Hwesu eventually loses N’yoh to the king of Dahomey, something he expects to happen seeing that N’yoh is the finest horse in the kingdom. However, Hwesu does not view this loss negatively because he learns that “no less than three of the mares had foaled since his departure from Alladah,” and the colts survived and grew strong (317). These colts, along with N’yoh, show the strength of intermingling. Throughout The Dahomean, European culture intersects with Dahomean culture in various ways, most notably through trade. Likewise, the struggles of class, government, and religion that pepper the novel have correlations to European culture. By having N’yoh, and other colts, sired through a joining together of Dahomean and Auyo horses, Yerby, underneath a narrative surface that does not provide European characters, something for us to thing about.
The intermingling of cultures, and the benefits of they contact, comes into full view in the follow up to The Dahomean, A Darkness of Ingraham’s Crest (1979). In that novel, there are two interracial relationships that seek to escape the Southern mores and customs that keep them from marrying one another. While the couples consist of light skinned sibling slaves (Joe and Ellen Collins), the desire of the whites, Abigal Collins and Dwight Ingraham, to marry them, nonetheless, presents a joining together of cultures that will strengthen society. This mirrors Charles Chesnutt’s “The Future American” in some ways. Along with the interracial relationships, A Darkness of Ingrahams’s Crest shows the contact between a white southern planter class and Hwesu (now Wesley Parks).
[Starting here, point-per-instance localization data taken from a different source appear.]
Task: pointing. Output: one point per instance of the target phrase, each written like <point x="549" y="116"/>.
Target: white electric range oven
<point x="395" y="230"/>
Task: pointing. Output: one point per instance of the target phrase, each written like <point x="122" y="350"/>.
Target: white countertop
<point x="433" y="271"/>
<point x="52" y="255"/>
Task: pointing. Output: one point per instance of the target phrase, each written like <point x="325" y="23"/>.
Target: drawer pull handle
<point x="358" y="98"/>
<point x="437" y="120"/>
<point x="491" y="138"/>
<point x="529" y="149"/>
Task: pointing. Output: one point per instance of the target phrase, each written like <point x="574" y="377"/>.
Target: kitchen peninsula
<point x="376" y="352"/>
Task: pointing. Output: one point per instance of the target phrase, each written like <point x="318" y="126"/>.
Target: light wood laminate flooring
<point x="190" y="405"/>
At various points in the novel, Wes’s display of his African culture, specifically in his dress and actions, leads the whites to see the humanity in their property. This becomes especially evident during Wes’s arranged marriage to Phoebe, another slave. For the wedding, Wes sewed traditional Dahoeman clothes and made traditional Dahomean jewelry for Phoebe to wear during the ceremony. When the whites gathered at the Christmas Day wedding see Phoebe, they start to question their own perceptions of those they keep enslaved. They think,
[F]or if a nigger wench could be this lovely, move with this grace, display this kind of noble, deep, refined and tender feeling, the emotional foundations upon which they’d built their world, the bedrock convictions that enabled the absolute contradiction of their maintenance of slavery to coexist with a proud and stubborn self-respect, would begin to slip and slide along subterranean geological faults deep in their flinty psyches, to bring that world crashing to utter ruin. (274).
Being an African sold into slavery, Wes introduces both the slaves and their owners to his culture. Along with this, he takes on aspects of the American culture by learning to read , learning about the environments and studying law. He joins his past with his current surrounding to make him stronger. This mixture causes him to point out the absurdity of the slave system to those who seek to uphold it.
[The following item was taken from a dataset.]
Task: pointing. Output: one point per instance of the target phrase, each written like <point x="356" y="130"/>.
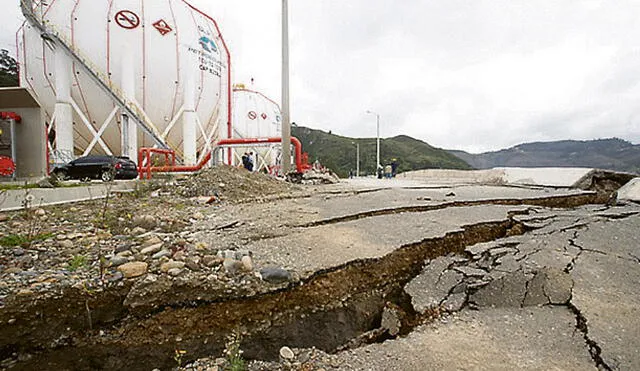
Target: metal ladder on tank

There is more that could be said about these topics, and that would take an article length post. Suffice it to say, I have more to write about both of these novels, so make sure to stay tuned to the next couple of posts for more on Yerby’s work.
Yerby, Frank. A Darkness at Ingraham’s Crest: A Tale of the Slaveholding South. London: Granada, 1981.
–. The Man from Dahomey: An Historical Novel. London: Mayflower Books, 1973.